Roman d’apprentissage publié en 1868, Les Quatre Filles du Docteur March chronique en deux tomes l’éclosion de quatre sœurs durant la Guerre de Sécession, où leur père nordiste est parti batailler. Après un Cukor pataud de 1933 et le mélo gnangnan de Mervyn Leroy en 1949, la version de 1994, signée Gillian Armstrong avec Winona Ryder, restituait le charme du livre sans le laver tout à fait des soupçons de mièvrerie qu’il suscite en général. Greta Gerwig, elle, triomphe sur tous les plans : non seulement elle restitue le plaisir cosy d’un récit familial fort en sucre glace et chatons mignons, mais en plus elle va chercher à mains nues le cœur battant d’une histoire qui, une fois dépoussiérée, n’a plus rien de désuet.

Comment condenser deux tomes portant sur deux époques à quatre ans d’intervalle, pour en faire un récit cinématographique, allègre et rebondissant ? Enterré l’académisme des essais précédents : Les Filles du Docteur March prend la liberté de twister l’ordre du récit, tout en restant fidèle aux passages obligés d’une histoire culte. Centré comme il se doit sur Jo March, l’aspirante écrivaine qui refuse la féminité en corset, le film respecte tous les moments sacrés du roman : la chute d’Amy dans le lac gelé, le bal des débutantes, le sacrifice capillaire de Jo… Mais le scénario est délinéarisé, des flash-backs nous faisant constamment voyager d’une période à l’autre. Bourré d’idées de mises en scène qui prennent les émotions des personnages à bras le corps, le film s’autorise tout, même à accélérer l’image pour illustrer le désir d’avenir qui s’empare de son héroïne. Et rien ne sonne jamais comme une affèterie faussement rock’n’roll.

Par leur libération même,
Jo et ses sœurs enseignent aux
hommes qui les entourent les joies
d’une égalité vécue comme naturelle.

Tout ici est justifié par le point de vue de Gerwig sur une histoire qui lui est manifestement très personnelle. Découverte dans les films de son compagnon Noah Baumbach, dont elle fut la muse et scénariste dans Frances Ha, la désormais réalisatrice affirme à travers Jo, que l’on voit écrire mais aussi jouer la comédie, son droit d’aller et venir entre les statuts d’actrice et d’autrice. Son film contient le roman de Louisa May Alcott qui contient celui de Jo March, comme si chaque œuvre créée par une femme permettait à une autre de créer à son tour. Cet effet domino s’opère aussi entre Gerwig et son actrice fétiche, Saoirse Ronan. Comme dans Lady Bird, qui racontait déjà l’envolée d’une écrivaine, la réalisatrice libère son interprète de tout impératif de mignonnerie. Affranchie de l’obligation de séduire, Ronan semble faire primer son propre plaisir, qui rejaillit sur nous : elle s’éclate et nous euphorise à jouer cette Jo March ivre de vitalité, dont les manières ne sont plus perçues comme garçonnes, mais relevant au contraire d’une féminité authentique.

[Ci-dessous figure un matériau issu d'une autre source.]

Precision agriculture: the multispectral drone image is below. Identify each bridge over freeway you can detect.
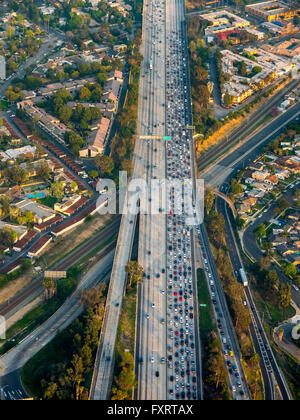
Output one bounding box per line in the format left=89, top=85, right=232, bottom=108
left=213, top=189, right=237, bottom=217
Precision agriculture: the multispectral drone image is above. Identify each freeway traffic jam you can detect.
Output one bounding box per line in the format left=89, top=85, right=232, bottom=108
left=164, top=0, right=201, bottom=400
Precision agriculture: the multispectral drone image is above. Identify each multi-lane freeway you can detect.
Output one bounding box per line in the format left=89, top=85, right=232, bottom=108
left=136, top=0, right=203, bottom=401
left=217, top=191, right=293, bottom=400
left=135, top=0, right=167, bottom=400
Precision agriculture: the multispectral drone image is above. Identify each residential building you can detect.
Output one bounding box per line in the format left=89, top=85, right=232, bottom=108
left=80, top=117, right=111, bottom=157
left=245, top=1, right=298, bottom=22
left=13, top=198, right=56, bottom=225
left=0, top=221, right=27, bottom=242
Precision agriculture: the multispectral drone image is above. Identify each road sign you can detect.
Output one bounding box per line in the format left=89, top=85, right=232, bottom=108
left=44, top=270, right=67, bottom=279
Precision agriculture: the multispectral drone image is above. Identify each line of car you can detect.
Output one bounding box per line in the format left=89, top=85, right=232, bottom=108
left=196, top=226, right=248, bottom=400
left=163, top=1, right=199, bottom=401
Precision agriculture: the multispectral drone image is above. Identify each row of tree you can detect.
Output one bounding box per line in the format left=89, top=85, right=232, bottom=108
left=109, top=30, right=143, bottom=177
left=25, top=284, right=106, bottom=400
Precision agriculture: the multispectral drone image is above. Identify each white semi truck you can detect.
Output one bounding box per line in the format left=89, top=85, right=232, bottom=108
left=239, top=268, right=248, bottom=287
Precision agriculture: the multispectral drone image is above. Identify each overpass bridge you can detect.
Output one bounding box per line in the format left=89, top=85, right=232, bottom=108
left=213, top=189, right=237, bottom=218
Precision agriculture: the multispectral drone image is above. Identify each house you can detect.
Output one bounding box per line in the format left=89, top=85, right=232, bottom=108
left=13, top=230, right=38, bottom=252
left=249, top=162, right=264, bottom=171
left=288, top=212, right=300, bottom=222
left=270, top=235, right=288, bottom=246
left=242, top=197, right=257, bottom=206
left=244, top=178, right=256, bottom=186
left=236, top=203, right=252, bottom=214
left=284, top=222, right=295, bottom=233
left=247, top=189, right=265, bottom=198
left=54, top=195, right=85, bottom=216
left=274, top=168, right=290, bottom=180
left=276, top=244, right=298, bottom=256
left=252, top=170, right=269, bottom=181
left=102, top=79, right=122, bottom=104
left=265, top=175, right=278, bottom=185
left=107, top=69, right=124, bottom=84
left=252, top=181, right=272, bottom=192
left=27, top=234, right=52, bottom=258
left=0, top=146, right=36, bottom=162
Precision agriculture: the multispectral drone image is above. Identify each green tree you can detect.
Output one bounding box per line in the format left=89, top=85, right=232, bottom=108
left=278, top=283, right=291, bottom=309
left=125, top=261, right=144, bottom=289
left=50, top=182, right=65, bottom=201
left=223, top=90, right=234, bottom=107
left=205, top=188, right=215, bottom=215
left=36, top=161, right=51, bottom=181
left=230, top=178, right=243, bottom=195
left=89, top=170, right=98, bottom=179
left=94, top=155, right=114, bottom=176
left=284, top=263, right=297, bottom=279
left=278, top=198, right=290, bottom=212
left=255, top=223, right=266, bottom=239
left=79, top=86, right=91, bottom=101
left=266, top=270, right=279, bottom=290
left=0, top=228, right=17, bottom=248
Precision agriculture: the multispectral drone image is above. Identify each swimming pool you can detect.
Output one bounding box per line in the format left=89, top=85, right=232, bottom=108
left=27, top=192, right=46, bottom=199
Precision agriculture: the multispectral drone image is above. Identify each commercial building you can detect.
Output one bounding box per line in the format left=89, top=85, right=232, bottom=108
left=201, top=10, right=250, bottom=28
left=261, top=20, right=299, bottom=35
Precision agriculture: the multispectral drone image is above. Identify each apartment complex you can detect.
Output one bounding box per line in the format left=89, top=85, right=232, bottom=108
left=220, top=48, right=293, bottom=105
left=245, top=1, right=298, bottom=21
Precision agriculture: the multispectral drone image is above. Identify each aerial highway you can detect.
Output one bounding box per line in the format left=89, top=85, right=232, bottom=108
left=135, top=0, right=167, bottom=400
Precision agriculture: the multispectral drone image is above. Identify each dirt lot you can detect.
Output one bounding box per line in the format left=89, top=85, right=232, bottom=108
left=0, top=270, right=35, bottom=305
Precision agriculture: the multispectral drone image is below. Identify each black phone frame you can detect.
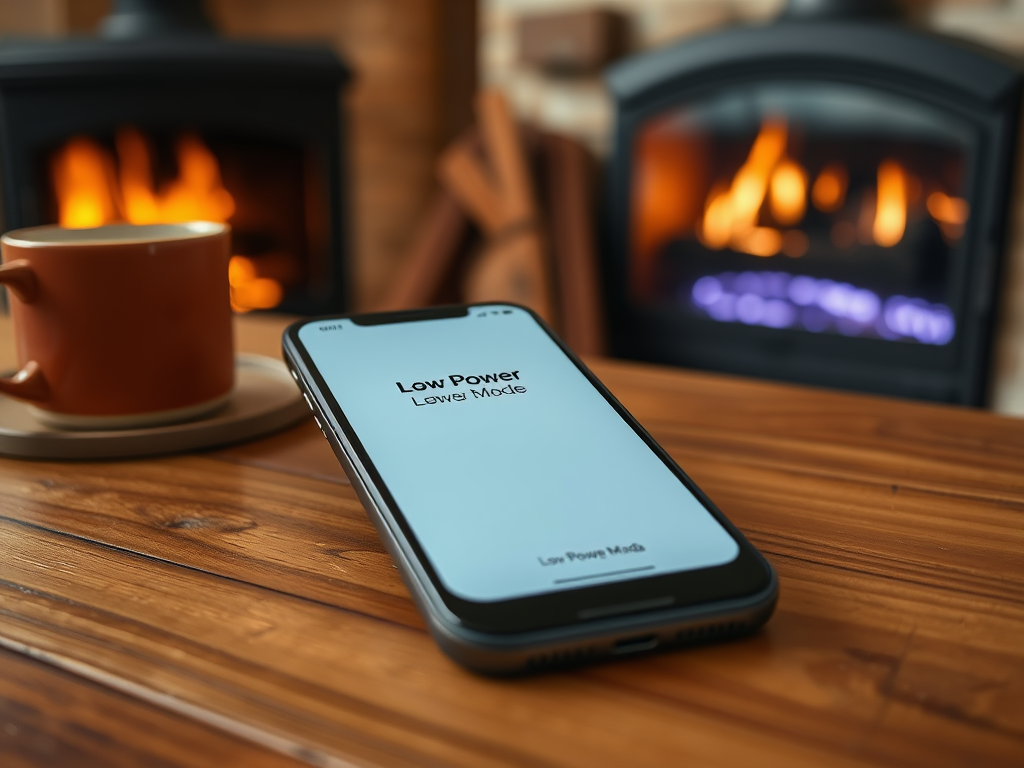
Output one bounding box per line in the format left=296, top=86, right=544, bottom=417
left=284, top=303, right=773, bottom=635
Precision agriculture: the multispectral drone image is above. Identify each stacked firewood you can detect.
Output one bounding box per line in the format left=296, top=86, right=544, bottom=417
left=379, top=89, right=605, bottom=356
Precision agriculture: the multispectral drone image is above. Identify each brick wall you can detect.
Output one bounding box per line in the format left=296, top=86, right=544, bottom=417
left=484, top=0, right=1024, bottom=153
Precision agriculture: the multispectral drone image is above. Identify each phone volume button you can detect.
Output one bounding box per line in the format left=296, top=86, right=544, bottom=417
left=303, top=392, right=314, bottom=411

Sans opportunisme, Gerwig va chercher en toute connaissance de cause le sens profondément féministe d’une œuvre où l’absence subie du père est l’opportunité d’un matriarcat qui réussit finalement à tout le monde. Gerwig fait un effort inédit pour écrire et filmer les personnages masculins du roman, généralement plus falots. Laurie, le voisin riche amoureux de Jo ; Brooke, le précepteur sans le sou épris de Meg ; Friedrich, l’intello étranger rencontré à New York… Un peu comme dans Virgin Suicides de Sofia Coppola, les garçons contemplent avec émerveillement les filles entre elles. Mais ici, point de destin tragique. Par leur libération même, Jo et ses sœurs enseignent aux hommes qui les entourent les joies d’une égalité vécue comme naturelle.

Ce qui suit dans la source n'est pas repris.